Os dados usados pela equipe vêm do experimento Planck, da Agência Espacial Europeia (ESA), para mapear o CMB mais detalhadamente. Ao explicar a gravidade extra, os cientistas acrescentaram uma variável ao modelo de formação do universo. "Isso é algo que você coloca à mão, tentando explicar o que vê. Não tem conexão com a física", diz Melchiorri. 

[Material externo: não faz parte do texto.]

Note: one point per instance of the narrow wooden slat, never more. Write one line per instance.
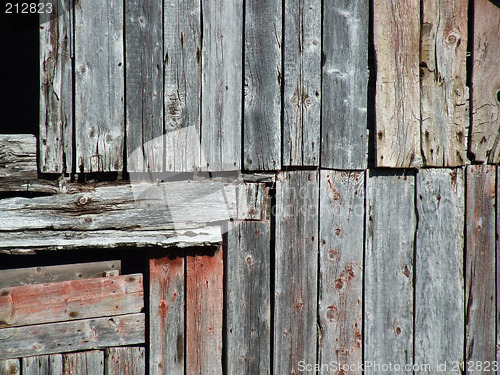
(444, 93)
(345, 77)
(439, 285)
(248, 298)
(144, 80)
(397, 45)
(390, 231)
(480, 263)
(302, 86)
(99, 85)
(342, 196)
(296, 270)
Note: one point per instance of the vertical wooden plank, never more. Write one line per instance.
(345, 79)
(485, 134)
(144, 80)
(296, 270)
(56, 88)
(248, 301)
(182, 55)
(166, 315)
(390, 230)
(480, 263)
(99, 85)
(439, 285)
(342, 211)
(221, 84)
(204, 303)
(397, 46)
(443, 76)
(302, 86)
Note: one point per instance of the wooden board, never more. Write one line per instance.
(296, 270)
(99, 86)
(302, 85)
(345, 78)
(390, 230)
(56, 88)
(144, 81)
(342, 198)
(248, 298)
(444, 93)
(396, 32)
(262, 107)
(439, 280)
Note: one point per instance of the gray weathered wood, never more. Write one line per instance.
(56, 88)
(345, 78)
(342, 197)
(248, 298)
(443, 82)
(144, 81)
(221, 84)
(390, 230)
(439, 280)
(263, 77)
(296, 270)
(302, 85)
(99, 85)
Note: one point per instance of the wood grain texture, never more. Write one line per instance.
(443, 77)
(342, 197)
(144, 80)
(345, 78)
(248, 298)
(302, 82)
(480, 263)
(56, 88)
(397, 44)
(439, 280)
(296, 270)
(485, 134)
(390, 229)
(99, 86)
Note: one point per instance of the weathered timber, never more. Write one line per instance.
(296, 270)
(144, 80)
(397, 45)
(480, 263)
(70, 336)
(439, 280)
(99, 85)
(342, 196)
(345, 78)
(390, 230)
(443, 93)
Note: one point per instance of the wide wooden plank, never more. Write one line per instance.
(480, 263)
(397, 45)
(342, 197)
(69, 300)
(485, 135)
(302, 85)
(296, 270)
(345, 78)
(439, 280)
(444, 93)
(221, 84)
(166, 314)
(182, 49)
(248, 298)
(390, 230)
(99, 85)
(70, 336)
(204, 304)
(144, 80)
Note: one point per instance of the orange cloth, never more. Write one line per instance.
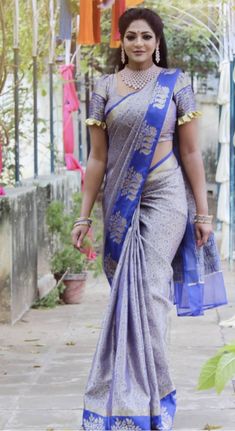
(117, 10)
(89, 26)
(96, 21)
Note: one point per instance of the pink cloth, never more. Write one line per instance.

Ele aponta que a interpretação de sua equipe não é conclusiva. De acordo com seus cálculos, os dados Planck apontam para um universo fechado com um desvio de 3,5 sigma (uma medida estatística que significa cerca de 99,8% de confiança de que o resultado não é devido a chance aleatória), contra os 5 sigma da ideia anterior.

Reprodução

Mas alguns cientistas vêem mais razões para ceticismo. Andrei Linde, cosmologista da Universidade de Stanford, diz que o estudo não levou em conta uma outra pesquisa importante. Nela, pesquisadores, que também participam do projeto Planck, também sugerem um universo curvo, mas com muito menos confiança estatística. No entanto, quando examinaram dados já existentes do universo primitivo, eles perceberam que, no geral, as evidências apontam para um universo plano.

Perguntado a respeito, Melchiorri disse que sua pesquisa é baseada em uma versão modificada e melhorada do Planck, não em informações públicas examinadas por mais de 600 físicos. Contudo, concorda que isso resultaria em inúmeros problemas para a física. "Eu não quero dizer que acredito em um universo fechado", comentou ele. "Eu estou um pouco mais neutro. Eu diria, vamos esperar os dados e o que os novos dados dirão. O que acredito é que existe uma discrepância agora, com a qual devemos ter cuidado e tentar entender o que a produziu".